Figure 4. Clonotype and T cell overlap between CD8 CD107 repertoires and CD8 repertoires in recall analyses.

Figure 4

The UPN are identified at the left. The Venn diagrams show the clonotype overlap. The percent of overlapping clonotypes is given below the overlap zone. On the right the distribution of T cells as measured by the number of sequences is shown in the form of bubble graphs. The percent of T cells observed in both repertoires is shown below the actual measured number.

The T cell overlap between the two repertoires, as measured by the number of observations (M), is presented in the last column of Figure 4 in the form of bubble plots representing the number of observations associated with clonotypes that were present only in the CD107 repertoire, in both repertoires, and only in the CD8 repertoire. The three bubbles correspond to the three segments of the Venn diagram. The proportion of the T cell repertoire that overlaps ranges from 74% to 90%, with an average of 80%. This shows that a majority of CD8 cells are in fact CD107 positive. It also indicates that in general the clonotype overlap predominantly corresponds to high frequency clonotypes.
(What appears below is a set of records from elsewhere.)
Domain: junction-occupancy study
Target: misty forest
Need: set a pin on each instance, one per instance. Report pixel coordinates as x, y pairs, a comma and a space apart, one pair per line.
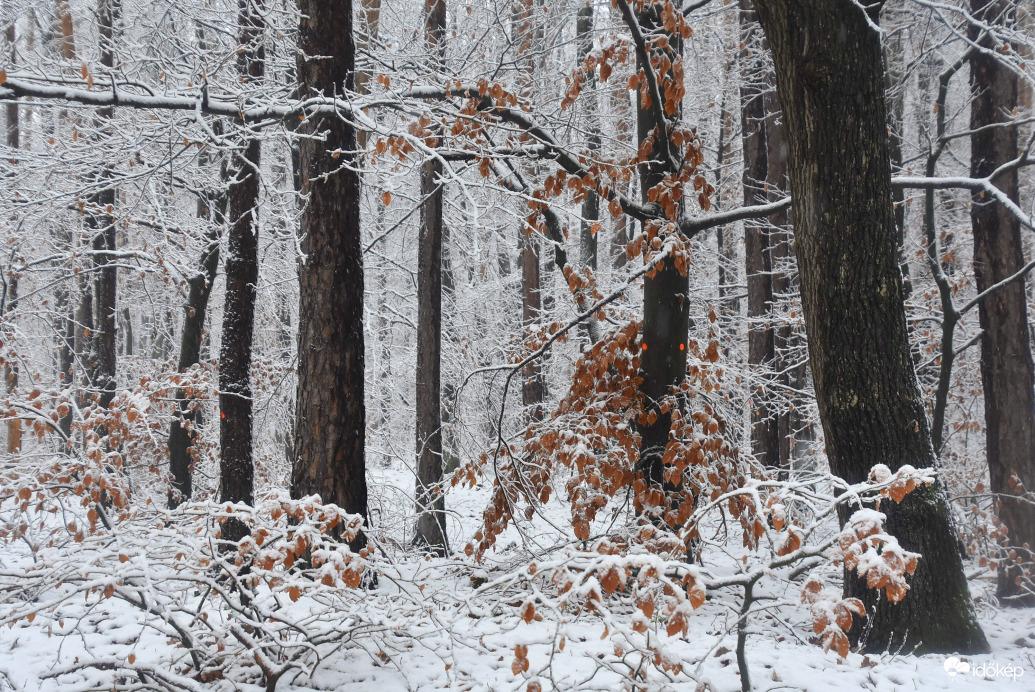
516, 344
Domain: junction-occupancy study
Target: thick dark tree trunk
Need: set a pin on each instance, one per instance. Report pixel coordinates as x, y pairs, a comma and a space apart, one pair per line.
329, 418
1006, 357
758, 257
431, 502
831, 85
181, 431
667, 320
236, 469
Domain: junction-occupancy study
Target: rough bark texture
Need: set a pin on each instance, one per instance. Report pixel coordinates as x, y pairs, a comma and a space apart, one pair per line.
591, 205
236, 470
758, 259
831, 86
329, 418
527, 30
10, 369
662, 362
431, 502
102, 339
1006, 357
181, 430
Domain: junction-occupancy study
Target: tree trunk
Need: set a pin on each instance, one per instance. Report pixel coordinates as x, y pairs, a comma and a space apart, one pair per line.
526, 31
329, 418
667, 320
236, 469
1006, 357
591, 205
10, 369
831, 85
102, 356
758, 256
181, 431
431, 501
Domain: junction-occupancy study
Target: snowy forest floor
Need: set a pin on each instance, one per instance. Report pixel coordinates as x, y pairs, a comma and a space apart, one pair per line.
421, 629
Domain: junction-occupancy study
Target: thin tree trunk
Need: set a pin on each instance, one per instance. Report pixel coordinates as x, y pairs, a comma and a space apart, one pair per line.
591, 205
10, 369
789, 346
431, 501
667, 320
758, 256
525, 32
104, 342
831, 85
236, 469
1006, 358
182, 432
329, 419
63, 301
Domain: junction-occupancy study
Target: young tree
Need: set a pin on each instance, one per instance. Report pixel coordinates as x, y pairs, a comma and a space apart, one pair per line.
10, 282
182, 432
758, 257
1006, 357
430, 494
102, 357
829, 73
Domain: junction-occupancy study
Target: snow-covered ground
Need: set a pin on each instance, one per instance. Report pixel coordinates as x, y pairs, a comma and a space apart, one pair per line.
431, 624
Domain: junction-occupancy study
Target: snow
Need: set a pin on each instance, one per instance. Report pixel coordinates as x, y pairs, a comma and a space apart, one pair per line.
447, 624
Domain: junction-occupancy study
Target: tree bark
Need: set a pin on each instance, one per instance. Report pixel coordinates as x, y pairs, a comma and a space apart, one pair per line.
102, 359
431, 501
831, 85
667, 320
329, 419
10, 369
525, 27
181, 431
236, 469
758, 257
1006, 358
591, 205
With distributions that contain low frequency components, the probability of observing an overlap decreases as the frequency of observation decreases.
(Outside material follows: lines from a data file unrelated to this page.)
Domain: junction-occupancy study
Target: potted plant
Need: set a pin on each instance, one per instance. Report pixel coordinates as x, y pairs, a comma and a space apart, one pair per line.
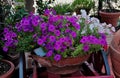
63, 9
6, 68
83, 4
59, 37
110, 14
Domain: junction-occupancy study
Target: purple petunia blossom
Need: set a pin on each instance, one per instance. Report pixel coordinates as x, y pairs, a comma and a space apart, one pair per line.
57, 47
5, 49
77, 26
57, 57
35, 22
52, 38
51, 28
43, 26
25, 21
57, 33
6, 30
86, 47
49, 53
62, 39
84, 39
74, 34
40, 41
103, 42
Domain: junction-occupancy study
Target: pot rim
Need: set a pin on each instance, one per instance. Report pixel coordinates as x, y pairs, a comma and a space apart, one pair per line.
12, 67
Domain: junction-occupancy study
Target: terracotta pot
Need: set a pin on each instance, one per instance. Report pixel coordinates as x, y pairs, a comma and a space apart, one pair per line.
64, 66
29, 5
114, 50
109, 18
9, 73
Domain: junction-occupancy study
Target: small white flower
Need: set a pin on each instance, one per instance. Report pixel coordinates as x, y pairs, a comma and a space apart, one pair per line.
109, 25
113, 29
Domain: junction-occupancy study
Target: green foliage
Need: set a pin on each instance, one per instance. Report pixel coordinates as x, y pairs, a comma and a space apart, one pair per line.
16, 15
83, 4
63, 8
42, 5
19, 0
25, 43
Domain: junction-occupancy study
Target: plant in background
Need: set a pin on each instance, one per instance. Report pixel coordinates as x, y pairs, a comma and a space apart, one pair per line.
58, 35
63, 9
83, 4
42, 5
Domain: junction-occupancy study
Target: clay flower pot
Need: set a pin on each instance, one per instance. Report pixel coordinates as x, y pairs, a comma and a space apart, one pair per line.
9, 73
109, 18
114, 50
64, 66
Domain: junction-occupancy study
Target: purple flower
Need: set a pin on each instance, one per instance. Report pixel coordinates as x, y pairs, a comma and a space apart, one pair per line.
67, 30
86, 47
51, 28
6, 30
57, 57
57, 47
40, 41
13, 34
57, 32
62, 40
35, 35
72, 19
77, 26
5, 49
84, 39
74, 34
49, 53
25, 21
35, 22
52, 38
103, 42
43, 25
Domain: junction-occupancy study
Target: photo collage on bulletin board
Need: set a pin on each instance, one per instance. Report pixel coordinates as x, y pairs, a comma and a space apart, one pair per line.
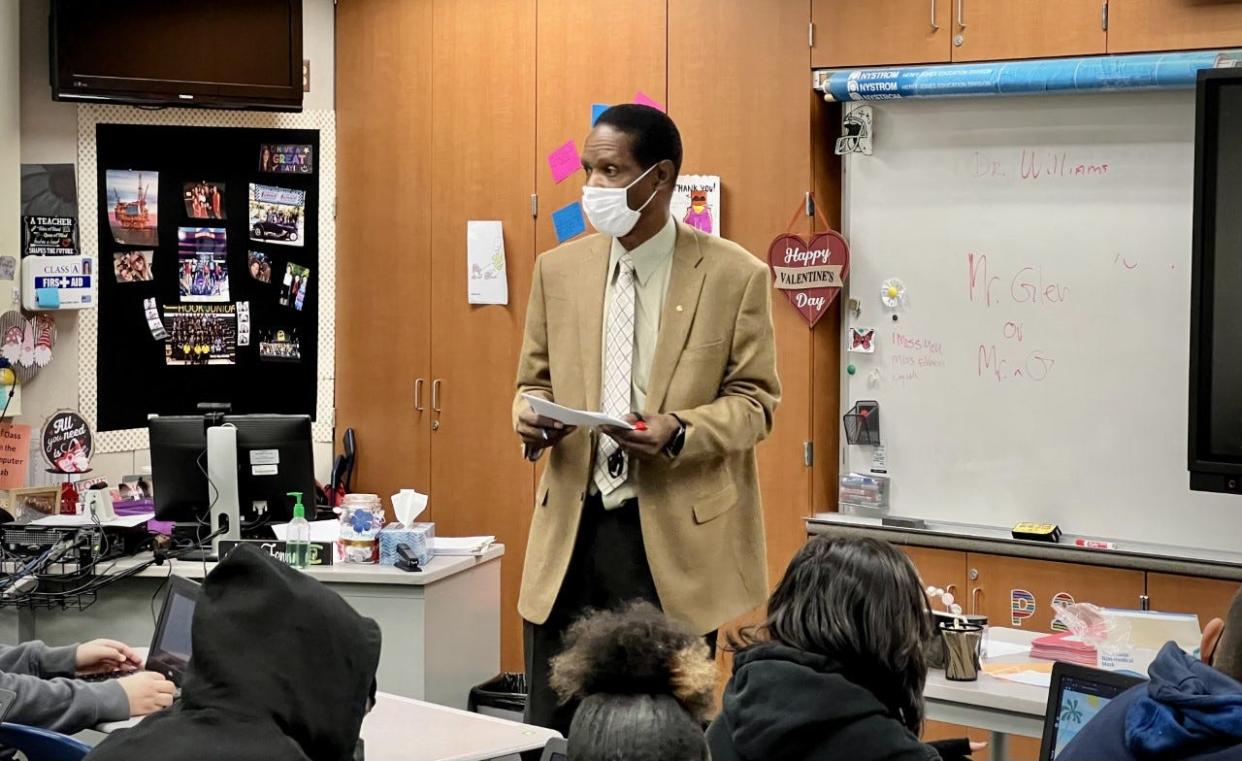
209, 248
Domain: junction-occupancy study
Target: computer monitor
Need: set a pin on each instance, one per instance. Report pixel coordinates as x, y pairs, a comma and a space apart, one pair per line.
1076, 695
275, 457
172, 646
179, 467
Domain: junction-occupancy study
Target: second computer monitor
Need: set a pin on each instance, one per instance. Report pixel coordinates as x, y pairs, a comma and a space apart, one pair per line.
275, 457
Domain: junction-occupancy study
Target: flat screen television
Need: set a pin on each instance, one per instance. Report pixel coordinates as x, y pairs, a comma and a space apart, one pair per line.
219, 54
1215, 453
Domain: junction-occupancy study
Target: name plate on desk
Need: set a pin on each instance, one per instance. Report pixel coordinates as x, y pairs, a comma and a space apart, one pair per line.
321, 551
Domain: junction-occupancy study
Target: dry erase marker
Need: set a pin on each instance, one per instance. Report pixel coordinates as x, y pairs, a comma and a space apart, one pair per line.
1091, 544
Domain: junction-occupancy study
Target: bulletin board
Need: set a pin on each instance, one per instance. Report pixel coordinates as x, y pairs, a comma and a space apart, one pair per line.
127, 371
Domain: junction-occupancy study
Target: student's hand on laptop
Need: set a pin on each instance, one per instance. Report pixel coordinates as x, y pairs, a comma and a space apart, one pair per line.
148, 692
104, 657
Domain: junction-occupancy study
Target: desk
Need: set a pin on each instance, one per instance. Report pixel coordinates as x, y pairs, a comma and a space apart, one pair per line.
1002, 708
401, 729
441, 627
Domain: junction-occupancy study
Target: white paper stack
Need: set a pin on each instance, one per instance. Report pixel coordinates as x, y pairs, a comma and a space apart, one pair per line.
462, 545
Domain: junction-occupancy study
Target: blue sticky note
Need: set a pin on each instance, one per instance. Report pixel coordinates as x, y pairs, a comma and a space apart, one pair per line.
568, 221
596, 109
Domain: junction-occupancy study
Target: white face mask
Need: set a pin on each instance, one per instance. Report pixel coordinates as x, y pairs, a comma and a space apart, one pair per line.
609, 207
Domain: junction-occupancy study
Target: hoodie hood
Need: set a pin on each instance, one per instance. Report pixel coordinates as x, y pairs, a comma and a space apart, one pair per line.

Repertoire overlap of functional CD107+CD8+ T cells with HLA-A2 M158–66 pentamer+ CD8+ T cells

For two of the subjects, UPN9 and UPN114, the recall cultures were divided into three, with a million cells used for CD8 isolation, and the rest equally divided for CD107 mobilization and for pentamer staining. The clonotype distribution of functional CD107+ cells, pentamer positive cells, and CD8 cells is shown in Figure 5. The clonotype distribution of the CD107 and pentamer repertoires is very similar in both subjects.
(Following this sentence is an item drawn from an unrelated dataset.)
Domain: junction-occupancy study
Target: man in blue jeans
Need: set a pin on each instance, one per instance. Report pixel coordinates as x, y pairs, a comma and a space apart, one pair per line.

Figure 5. Clonotype distribution of CD107+CD8+, HLA-A2 M158–66 pentamer+ CD8+, and CD8+ T cells for two subjects.

Figure 5

The legend is as described for Figure 2.

The repertoire measures and characteristics for the three analyses are summarized in Table 4. Overall the data for the three modes of repertoire analysis are very similar. There is an increased M/N value for the pentamer selected repertoire in UPN9 which could indicate that we had started to oversample this repertoire. The fraction of RS clonotypes (NRS/N) is high for both subjects, UPN9 (avg 0.73) and UPN114 (avg 0.87).

Table 4.

The repertoire measures and characteristics for the three parallel analyses of recall cultures.

UPN 9
UPN 114
CD8
CD107
CD8 CD8
Pent
CD8
CD107
CD8 CD8
Pent


M 167 168 179 129 122 142
N 34 42 25 40 36 46
Rmax 17 16 26 20 20 16
Ns 9 16 6 21 17 21
NRS 25 32 18 35 32 39

M/N 4.91 4.00 7.16 3.23 3.39 3.09
Rmax/M 0.10 0.10 0.15 0.16 0.16 0.11
Ns/N 0.26 0.38 0.24 0.53 0.47 0.46
NRS/N 0.74 0.76 0.72 0.88 0.89 0.85

The clonotype overlap and the number of observations (T cells) in the repertoires selected using the three different approaches is shown in Figure 6 in the form of Venn diagrams. The level of triple overlaps in the two subjects is similar (UPN9: 10/63 = 0,16 and UPN114: 15/76=0.2). The level of double overlaps is also similar between the two subjects (18 vs 16). While the double overlaps are equally distributed between the three possibilities in UPN114, there are no examples of clonotypes observed only in the CD107 and pentamer repertoires in UPN9. The high M/N values for the triple overlaps indicates that these are predominantly high frequency clonotypes.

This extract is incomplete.